I believe I have worked out where it went astray.

I misdefined the mapping $f$.

Instead of:

- Let $f$ be a choice function for $X$:

the following got written:

- Let $f$ be a choice function for $\mathbb X$:

which was wrong.

Thus it was necessary to justify the validity of the mapping $g: \mathbb X \to \mathbb X$:

- $\forall A \in \mathbb X: g \left({A}\right) = \begin{cases} A \cup \left\{{f \left({\hat A \setminus A}\right)}\right\} & : \hat A \setminus A \ne \varnothing \\ A & : \text{otherwise} \end{cases}$

Under this incorrect definition of $f$, for $g$ to be defined it is necessary for $\hat A \setminus A \in \mathbb X$. Which, as is now clear, it not necessarily is.

With the definition of $f$ corrected (under way), the justification for the validity of $g$ is no longer necessary, as $f$ is defined for *all* non-empty subsets of $X$. This fact is compatible with the definition of $g$ without any extra comment necessary on that subject.

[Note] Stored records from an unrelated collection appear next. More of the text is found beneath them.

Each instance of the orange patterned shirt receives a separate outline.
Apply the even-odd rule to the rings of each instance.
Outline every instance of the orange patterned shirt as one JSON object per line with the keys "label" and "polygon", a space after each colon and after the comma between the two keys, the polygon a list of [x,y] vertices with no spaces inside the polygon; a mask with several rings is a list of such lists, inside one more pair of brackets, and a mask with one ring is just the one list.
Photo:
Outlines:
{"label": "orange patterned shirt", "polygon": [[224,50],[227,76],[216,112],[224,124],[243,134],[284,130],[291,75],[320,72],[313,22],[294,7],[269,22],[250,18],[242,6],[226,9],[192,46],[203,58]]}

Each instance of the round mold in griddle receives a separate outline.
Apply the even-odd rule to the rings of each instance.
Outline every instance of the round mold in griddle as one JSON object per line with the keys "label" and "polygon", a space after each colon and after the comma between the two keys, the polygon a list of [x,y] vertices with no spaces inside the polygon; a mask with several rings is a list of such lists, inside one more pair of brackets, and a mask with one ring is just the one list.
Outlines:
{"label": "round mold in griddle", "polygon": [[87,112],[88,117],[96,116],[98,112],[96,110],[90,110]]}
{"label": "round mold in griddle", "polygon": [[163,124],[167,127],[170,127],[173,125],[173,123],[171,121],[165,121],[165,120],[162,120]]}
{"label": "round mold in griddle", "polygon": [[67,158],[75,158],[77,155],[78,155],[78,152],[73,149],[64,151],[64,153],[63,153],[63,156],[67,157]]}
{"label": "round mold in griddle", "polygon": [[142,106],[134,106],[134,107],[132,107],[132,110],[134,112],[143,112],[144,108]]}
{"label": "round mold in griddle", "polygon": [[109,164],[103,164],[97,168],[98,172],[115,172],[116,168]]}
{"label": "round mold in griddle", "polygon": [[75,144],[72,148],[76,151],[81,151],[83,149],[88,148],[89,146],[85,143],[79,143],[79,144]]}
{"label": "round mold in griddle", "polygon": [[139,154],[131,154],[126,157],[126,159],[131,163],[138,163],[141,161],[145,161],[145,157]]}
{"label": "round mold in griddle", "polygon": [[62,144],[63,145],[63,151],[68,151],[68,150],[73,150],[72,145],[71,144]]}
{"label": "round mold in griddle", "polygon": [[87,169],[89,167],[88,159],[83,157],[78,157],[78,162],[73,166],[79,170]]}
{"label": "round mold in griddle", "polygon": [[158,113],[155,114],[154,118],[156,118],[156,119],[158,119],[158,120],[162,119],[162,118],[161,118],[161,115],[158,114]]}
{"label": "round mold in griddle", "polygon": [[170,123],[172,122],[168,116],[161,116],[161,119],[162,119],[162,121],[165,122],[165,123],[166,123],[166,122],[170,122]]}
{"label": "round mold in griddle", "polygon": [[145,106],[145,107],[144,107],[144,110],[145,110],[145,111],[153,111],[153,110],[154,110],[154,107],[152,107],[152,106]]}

I have also expanding on a couple of points which were somewhat glossed. --prime mover (talk) 10:27, 9 September 2012 (UTC)

## Swap proof 1 and proof 2?

I propose we swap Proof 1 and Proof 2; while Proof 1 offers a good perspective, if it the first proof somebody sees, they will be lead to believe that Zorn's lemma is much more complicated than it really is.

- Well, maybe -- but Proof 1 uses elementary results and concepts that an entry-level mathematician can understand, and hence can follow. Proof 2 uses concepts that are not immediately accessible, and so if Proof 2 is the first proof somebody sees, they are likely to give up and go away, because they can't understand the language.

- By the way, you might want to sign your posts. --prime mover (talk) 14:51, 19 April 2019 (EDT)